Save with manually passed virtual key

ln.settings.artifact_use_virtual_keys = True
artifact = ln.Artifact("./test-files/iris.csv", key="iris.csv")
❗ no run & transform get linked, consider calling ln.track()
artifact.save()
Artifact(uid='sO4bBBbjrl343rlU5usp', key='iris.csv', suffix='.csv', size=224, hash='iwc1TmF1TW_l5weDvscSHw', hash_type='md5', visibility=1, key_is_virtual=True, created_by_id=1, storage_id=1, updated_at='2024-06-13 12:18:46 UTC')
with pytest.raises(ValueError):
    artifact.replace(path_in_storage)
❗ no run & transform get linked, consider calling ln.track()
# return an existing artifact if the hash is the same
assert artifact == artifact.replace("./test-files/iris.csv")
❗ no run & transform get linked, consider calling ln.track()
💡 returning existing artifact with same hash: Artifact(uid='sO4bBBbjrl343rlU5usp', key='iris.csv', suffix='.csv', size=224, hash='iwc1TmF1TW_l5weDvscSHw', hash_type='md5', visibility=1, key_is_virtual=True, created_by_id=1, storage_id=1, updated_at='2024-06-13 12:18:46 UTC')
fpath = artifact.path
assert fpath.suffix == ".csv" and fpath.stem == artifact.uid
artifact.replace("./test-files/iris.data")
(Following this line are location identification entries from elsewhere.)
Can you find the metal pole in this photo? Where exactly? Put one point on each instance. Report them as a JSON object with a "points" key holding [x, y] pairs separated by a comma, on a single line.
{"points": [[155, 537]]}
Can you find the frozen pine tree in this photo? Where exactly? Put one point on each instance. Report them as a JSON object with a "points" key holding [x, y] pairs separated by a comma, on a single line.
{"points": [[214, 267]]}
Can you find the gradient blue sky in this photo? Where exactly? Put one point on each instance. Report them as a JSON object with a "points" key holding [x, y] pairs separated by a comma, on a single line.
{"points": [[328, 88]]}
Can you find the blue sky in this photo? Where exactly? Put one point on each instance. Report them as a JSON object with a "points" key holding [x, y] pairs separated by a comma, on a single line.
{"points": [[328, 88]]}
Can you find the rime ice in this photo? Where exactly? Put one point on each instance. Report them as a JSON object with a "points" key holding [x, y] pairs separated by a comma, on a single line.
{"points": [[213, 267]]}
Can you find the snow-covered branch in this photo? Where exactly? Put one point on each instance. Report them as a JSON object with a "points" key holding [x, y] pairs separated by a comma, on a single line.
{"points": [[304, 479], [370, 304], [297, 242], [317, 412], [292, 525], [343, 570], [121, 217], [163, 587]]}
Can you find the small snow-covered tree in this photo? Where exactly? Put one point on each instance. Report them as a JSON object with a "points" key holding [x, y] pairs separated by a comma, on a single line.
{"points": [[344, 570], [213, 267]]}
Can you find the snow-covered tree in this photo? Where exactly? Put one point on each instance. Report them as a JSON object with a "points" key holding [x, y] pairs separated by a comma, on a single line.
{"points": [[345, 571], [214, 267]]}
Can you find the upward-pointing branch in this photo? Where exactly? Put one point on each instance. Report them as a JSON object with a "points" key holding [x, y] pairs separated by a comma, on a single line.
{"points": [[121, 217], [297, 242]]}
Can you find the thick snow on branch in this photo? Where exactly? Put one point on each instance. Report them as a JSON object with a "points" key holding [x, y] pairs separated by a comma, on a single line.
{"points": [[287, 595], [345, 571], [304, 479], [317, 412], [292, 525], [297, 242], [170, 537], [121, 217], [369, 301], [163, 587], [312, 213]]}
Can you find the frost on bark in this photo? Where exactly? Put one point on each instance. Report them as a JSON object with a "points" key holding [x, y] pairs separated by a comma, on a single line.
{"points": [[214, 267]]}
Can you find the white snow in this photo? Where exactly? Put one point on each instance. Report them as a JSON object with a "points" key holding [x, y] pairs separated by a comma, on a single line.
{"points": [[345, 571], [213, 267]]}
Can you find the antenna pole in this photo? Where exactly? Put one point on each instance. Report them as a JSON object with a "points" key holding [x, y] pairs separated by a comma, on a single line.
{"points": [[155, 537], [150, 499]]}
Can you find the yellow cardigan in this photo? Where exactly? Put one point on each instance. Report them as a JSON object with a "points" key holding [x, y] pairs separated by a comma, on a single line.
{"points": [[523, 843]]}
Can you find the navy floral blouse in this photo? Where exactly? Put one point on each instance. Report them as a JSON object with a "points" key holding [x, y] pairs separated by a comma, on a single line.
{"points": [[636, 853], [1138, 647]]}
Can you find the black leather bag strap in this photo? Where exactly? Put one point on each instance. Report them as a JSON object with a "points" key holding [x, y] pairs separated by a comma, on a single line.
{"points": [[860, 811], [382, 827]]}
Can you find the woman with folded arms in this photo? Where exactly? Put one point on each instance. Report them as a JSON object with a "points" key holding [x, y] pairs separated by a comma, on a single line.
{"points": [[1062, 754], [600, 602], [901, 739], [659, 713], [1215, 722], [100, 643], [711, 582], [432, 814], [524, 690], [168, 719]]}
❗ no run & transform get linked, consider calling ln.track()
artifact.save()
Artifact(uid='sO4bBBbjrl343rlU5usp', key='iris.data', suffix='.data', size=182, hash='42Br6no9CjB6s5ZbmO-bmw', hash_type='md5', visibility=1, key_is_virtual=True, created_by_id=1, storage_id=1, updated_at='2024-06-13 12:18:48 UTC')
assert artifact.key == "iris.data"
assert not fpath.exists()
fpath = artifact.path
assert fpath.suffix == ".data" and fpath.stem == artifact.uid
artifact.delete(permanent=True, storage=True)
path_in_storage.unlink()
ln.setup.delete("test-add-replace-stage", force=True)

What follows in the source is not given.